Admission begins with a physician referral, usually from your acute care hospital discharge team or primary care doctor. The facility performs a phone screening with a nurse and physiatrist to confirm diagnosis, medical stability, and therapy candidacy. If approved, a pre-admission assessment includes chart review and sometimes a brief in-person evaluation. Most admissions occur within one to three days of referral.
On arrival, you will check in at the front desk, receive a room assignment (semi-private and private rooms are available; private rooms cost more out-of-pocket), and meet your nursing and therapy teams. An occupational therapist will assess your home setup; a physical therapist will evaluate your mobility; a speech pathologist may assess swallowing if relevant. A physiatrist will review your medical history and set initial therapy goals. First-day orientation includes room safety, call-bell use, meal schedule, therapy times, and family visiting hours. Therapy typically begins the next morning.

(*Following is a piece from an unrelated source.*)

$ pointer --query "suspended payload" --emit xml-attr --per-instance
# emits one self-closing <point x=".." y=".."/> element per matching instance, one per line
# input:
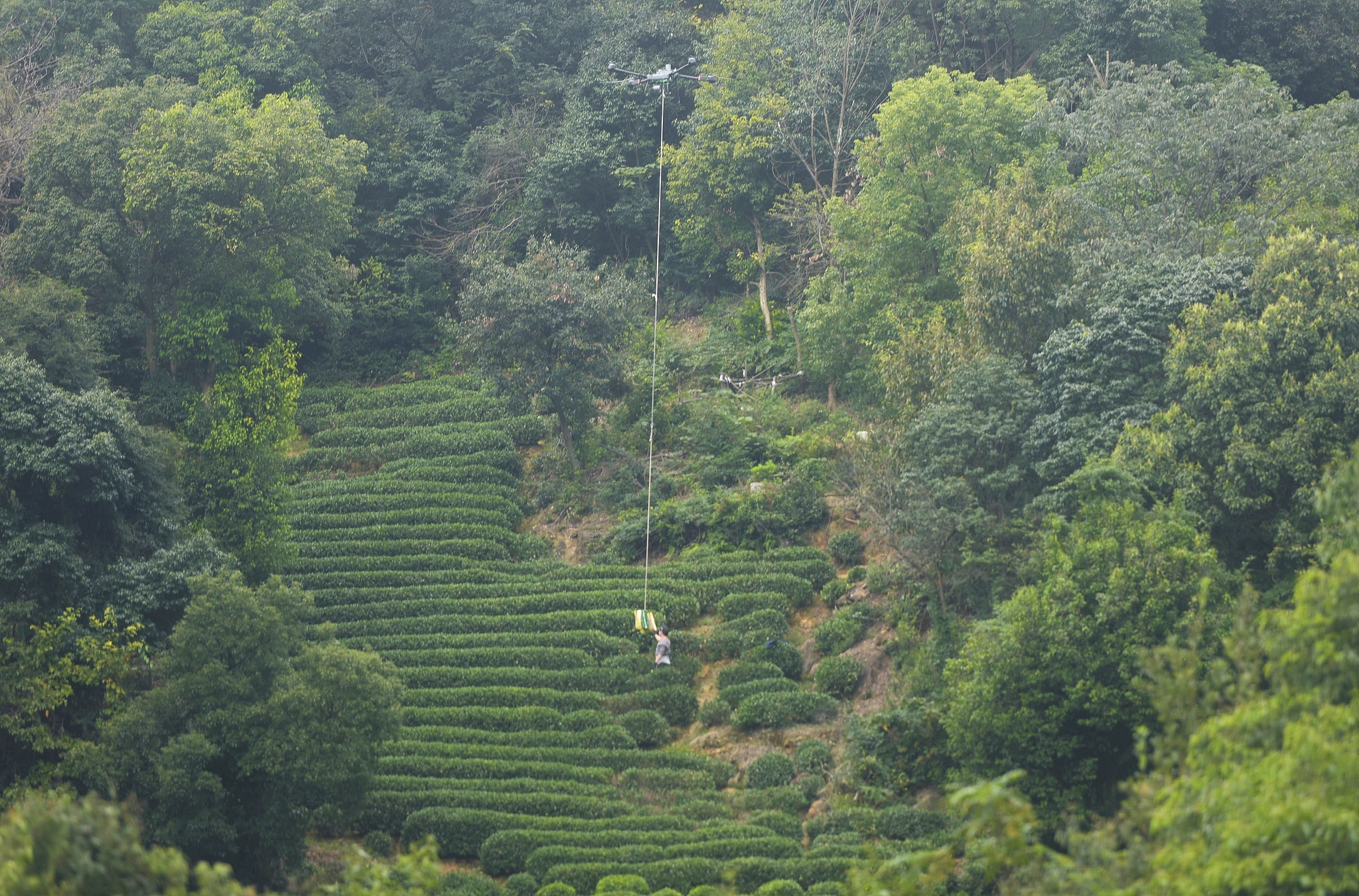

Accel At Crystal Park is located at 3600 NW 56th Street, Oklahoma City. Inpatient rehabilitation operates 24/7 for resident care; therapy hours are generally 8 a.m. to 5 p.m. Monday through Friday, with limited Saturday therapy depending on clinical need. Sunday is a light therapy day. Visiting hours are typically 8 a.m. to 8 p.m. daily, but confirm current policy when admitted, as restrictions vary.
Parking is on-site and free. Public transportation via METRO is available but limited to nearby stops; most visitors drive. The location is northwest of downtown Oklahoma City, roughly 15 minutes from downtown via North Portland Avenue or NW 50th Street.
Accel At Crystal Park fills a direct role in Oklahoma City's rehabilitation pipeline, handling the concentrated recovery phase that sits between acute hospital care and community reentry, with a structure and focus that distinction serves clearly.